Bd. 1 wird durch folgende Register erschlossen: 1. nach Erscheinungsjahren, innerhalb im Verfasser bzw. Titelalphabet unter Angabe von Erscheinungsort und (unnötigerweise) Erscheinungsjahr; 2. nach Erscheinungsorten, innerhalb in derselben Anlage mit Wiederholung des Erscheinungsortes (aber ohne Verlag, der hier unbedingt hätte zitiert werden müssen; sinnvoller wäre überhaupt die Untergliederung innerhalb der Orte nach Verlagsnamen gewesen, denn mit 24 Sp. unter Berlin fängt der Benutzer nichts an); 3. der Sachtitel mit Verweisung auf den Verfasser einschließlich der Titel von verfasserlosen Schriften, die sowieso unter diesem Titel im Hauptteil verzeichnet sind; 4. - 9. Mitarbeiter; Bearbeiter; Übersetzer; Verfasser von Geleitworten; Illustratoren; Auftraggeber (Herausgeber); 10. - 12. Dissertationen, und zwar alphabetisch, nach Universitäten und (unnütz) nach Fakultäten; 13. - 14. Jagdgesetze und -verordnungen alphabetisch (unnütz) und nach Ländern[6] (sinnvoll); 15. Sachregister nach Großgruppen wie Fischerei, Hundewesen, Jägerausbildung, Jagdbelletristik.
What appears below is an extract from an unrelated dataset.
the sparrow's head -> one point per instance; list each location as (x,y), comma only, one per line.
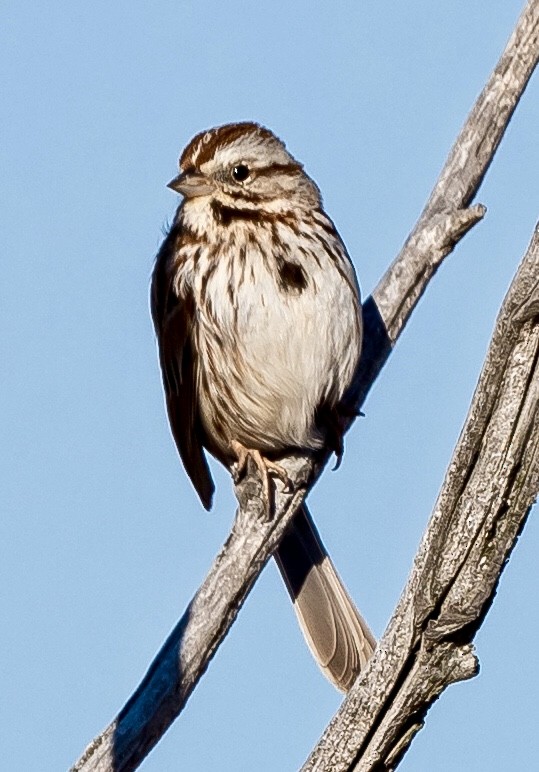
(244,167)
Ein detailliertes Sachregister mußte für Bd. 2 aufgespart werden und wird dann die gesamte Bibliographie erschließen; Grund für die Verschiebung ist die Umstellung auf EDV, die auch für den restlichen Alphabetteil der (auf handschriftlich ausgefüllten Karteikarten begonnen wurde) vorgesehen ist. Hoffentlich werden bei dieser Umstellung die Zuversicht der Bearbeiterin was Fehlerfreiheit und Zeitersparnis und der Geldgeber, was die Beschleunigung betrifft, nicht enttäuscht. Man möchte es beiden wünschen, denn bei einem derart begonnenen Großunternehmen gibt es eigentlich nur eine Methode, die Erfolg verspricht: "Augen zu und durch".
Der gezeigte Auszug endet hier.